When assessing the validity of a scientific theory, the available evidence should not be weighted equally as if it were equally valid. Rather, the evidence must be prioritized according to the level of confidence that it provides. Evidence that provides high confidence must be prioritized over evidence that only provides low confidence.
Guidelines for the practice of medicine and agencies like the Food and Drug Administration have long recognized that higher confidence evidence is:
1) repeatable, 2) obtained through prospective study (i.e., through experiments designed in advance to block out confounding factors, rather than through retrospective study), 3) directly measured (e.g., blood pressure measured directly via an arterial catheter, rather than indirectly measured via a cuff around the arm), 4) obtained with minimal bias, 5) obtained with minimal assumptions, and 6) summarized with sober judgement, not amplified or extrapolated beyond the experimental conditions.
These 6 criteria can be applied to any field of science to indicate the relative level of confidence in the available evidence. The criteria are not black-and-white, but rather provide a spectrum of levels of confidence.
Applying these 6 criteria to the evidence for evolution results in a clear dichotomy between evidence that only provides very low confidence and evidence that provides very high confidence.That's all correct, of course, and the reader is invited to peruse Stadler's 2016 book. But the reality is, few people of consequence care for the actual science. Most want to be seen as "pro-science," even if that requires them to endorse what they know to be falsehoods or suspect to be nonsense. The alternative is to be seen as "anti-science," for relying on a reasonable interpretation of the available evidence.
The commonly cited evidence for evolution (e.g., the fossil record, homology, and vestigial organs) do not meet any of the 6 criteria for high-confidence science.
For example, the process that produced the life-forms found in the fossil record cannot be repeated, cannot be directly measured, and cannot be studied prospectively.
Also, interpretations of the fossil record are replete with bias and are based upon many assumptions (for example, we are asked to assume that a life-form that is not found in a given layer of fossils did not exist at that time, yet we also are asked to assume that absence of transitional fossils in the fossil record does not imply that they did not exist).
Finally, the interpretation of the fossil record (i.e., the effort to explain how the life-forms contained in the fossil record came to exist) extrapolates far from the actual evidence (fossilized bones) to try to explain the process responsible for the origination of the life-forms. The very low confidence provided by this type of evidence cannot provide clarity; it can only provide fuel for endless debate.
In stark contrast, experimental evolution studies like Richard Lenski's Long Term Evolution Experiment (LTEE) meet all 6 criteria and provide very high confidence.
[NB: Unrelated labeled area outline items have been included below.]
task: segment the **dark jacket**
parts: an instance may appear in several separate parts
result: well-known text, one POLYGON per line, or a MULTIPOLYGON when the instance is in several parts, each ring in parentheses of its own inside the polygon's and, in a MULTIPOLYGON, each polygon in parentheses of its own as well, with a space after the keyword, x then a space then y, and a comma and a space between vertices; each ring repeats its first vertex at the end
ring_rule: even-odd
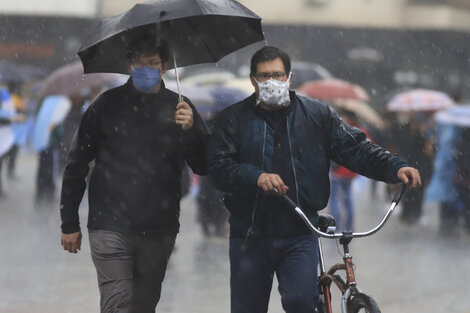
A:
MULTIPOLYGON (((262 190, 257 180, 272 169, 273 129, 256 113, 255 102, 253 94, 223 110, 208 146, 209 174, 215 186, 226 192, 232 236, 244 236, 250 227, 259 232, 262 190)), ((294 92, 291 105, 287 131, 296 185, 293 200, 312 223, 328 202, 330 159, 364 176, 398 182, 397 171, 406 162, 373 144, 328 105, 294 92)))
POLYGON ((85 112, 65 168, 62 231, 80 230, 78 207, 89 163, 88 228, 130 233, 177 233, 185 161, 205 175, 208 130, 194 106, 194 125, 174 121, 178 95, 164 87, 139 92, 129 80, 104 92, 85 112))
Experimental evolution can be repeated, can be studied prospectively and directly measured, with minimal bias and assumptions, and the results can be summarized with sober judgement.
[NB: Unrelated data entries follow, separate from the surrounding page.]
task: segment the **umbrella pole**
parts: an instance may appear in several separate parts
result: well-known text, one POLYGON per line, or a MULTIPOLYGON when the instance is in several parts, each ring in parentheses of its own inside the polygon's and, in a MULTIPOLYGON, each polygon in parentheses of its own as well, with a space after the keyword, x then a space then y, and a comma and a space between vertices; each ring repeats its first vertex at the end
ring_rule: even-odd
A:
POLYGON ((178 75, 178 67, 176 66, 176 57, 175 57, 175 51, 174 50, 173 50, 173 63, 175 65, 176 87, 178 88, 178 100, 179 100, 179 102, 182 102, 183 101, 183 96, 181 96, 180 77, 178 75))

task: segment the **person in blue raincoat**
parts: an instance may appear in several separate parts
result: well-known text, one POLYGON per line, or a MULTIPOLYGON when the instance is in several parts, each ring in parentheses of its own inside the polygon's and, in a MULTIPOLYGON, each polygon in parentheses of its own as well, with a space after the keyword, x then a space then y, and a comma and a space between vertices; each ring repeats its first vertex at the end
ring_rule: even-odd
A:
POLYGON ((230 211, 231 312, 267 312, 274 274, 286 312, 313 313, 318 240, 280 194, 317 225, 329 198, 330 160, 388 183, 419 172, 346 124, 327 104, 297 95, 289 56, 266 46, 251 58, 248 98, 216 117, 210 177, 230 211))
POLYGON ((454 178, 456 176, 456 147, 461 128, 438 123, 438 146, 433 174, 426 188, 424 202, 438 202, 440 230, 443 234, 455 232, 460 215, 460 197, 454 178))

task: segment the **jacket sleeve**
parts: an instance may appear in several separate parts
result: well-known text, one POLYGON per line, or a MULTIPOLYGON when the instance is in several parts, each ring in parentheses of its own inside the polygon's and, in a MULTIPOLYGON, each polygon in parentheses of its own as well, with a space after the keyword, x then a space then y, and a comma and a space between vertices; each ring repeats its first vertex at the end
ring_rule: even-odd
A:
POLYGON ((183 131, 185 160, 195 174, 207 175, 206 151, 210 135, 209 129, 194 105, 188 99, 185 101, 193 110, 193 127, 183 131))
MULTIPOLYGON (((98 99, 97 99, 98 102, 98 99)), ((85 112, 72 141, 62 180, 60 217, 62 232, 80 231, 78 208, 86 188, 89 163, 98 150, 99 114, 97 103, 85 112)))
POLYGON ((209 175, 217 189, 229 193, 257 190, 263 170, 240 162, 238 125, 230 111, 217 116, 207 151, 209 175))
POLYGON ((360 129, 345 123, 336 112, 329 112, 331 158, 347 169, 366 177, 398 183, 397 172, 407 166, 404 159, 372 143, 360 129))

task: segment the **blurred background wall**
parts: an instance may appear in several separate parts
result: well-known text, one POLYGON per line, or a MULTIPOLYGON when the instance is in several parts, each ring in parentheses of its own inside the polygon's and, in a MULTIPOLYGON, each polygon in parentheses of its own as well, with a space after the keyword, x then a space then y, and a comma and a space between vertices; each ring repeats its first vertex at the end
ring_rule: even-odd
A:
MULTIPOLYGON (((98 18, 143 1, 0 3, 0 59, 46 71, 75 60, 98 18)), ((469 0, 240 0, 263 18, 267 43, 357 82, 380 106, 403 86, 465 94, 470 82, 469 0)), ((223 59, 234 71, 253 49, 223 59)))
The evidence from these high-confidence experimental evolution studies simply must be prioritized over the low-confidence evidence.
Yet, biology textbooks routinely prioritize the low-confidence evidence over the high-confidence evidence. The high-confidence evidence from experimental evolution studies paint a highly constrained picture of evolution.
For example, Lenski's 70,000 generations of E. coli show that evolution is highly constrained - unable to produce the innovations necessary to change body plans over time or to produce new molecular machinery. The orphan genes that are prevalent in all life-forms cannot be explained by the evolution observed in these studies.
When high-confidence evidence is appropriately prioritized over low-confidence evidence, the result is a profound new view of evolution - one that they did not teach you in biology.
Dedicated political operatives can usually produce far more grief by intention than evidence can produce by its mere existence. Why should we be surprised when we see nonsense proliferating year after year, even despite clear patterns of evidence?
I just recently viewed a 'flix docu on Flat-earthers. People can be so sincere in laudably pursuing their own line of reasoning and questioning, it's rude to laugh at them because inquiry and investigation are basic to both science and human progress. The bad part is that people get so enthusiastic about their goals and 'new knowledge' that they easily become subject to confirmation bias as well as the tendency to mock non-believers of their pet theory.
Of course science stipulates repeatable results, but fossils are found when and where they are found as are geologic features and so many of the other clues science has available at any given time. It's unfortunate but not shameful to have to make educated guesses on what the known evidence suggests. Honest science continually upgrades these guesses as new evidence or better interpretations appear.
However, I don't see how tracking generations of e. coli or seeing Seatlle from a great distance (by the guy in the flat-earth video docu) is better evidence than masses of fossil finds and all the meteor strikes over millennia, but maybe that's just me.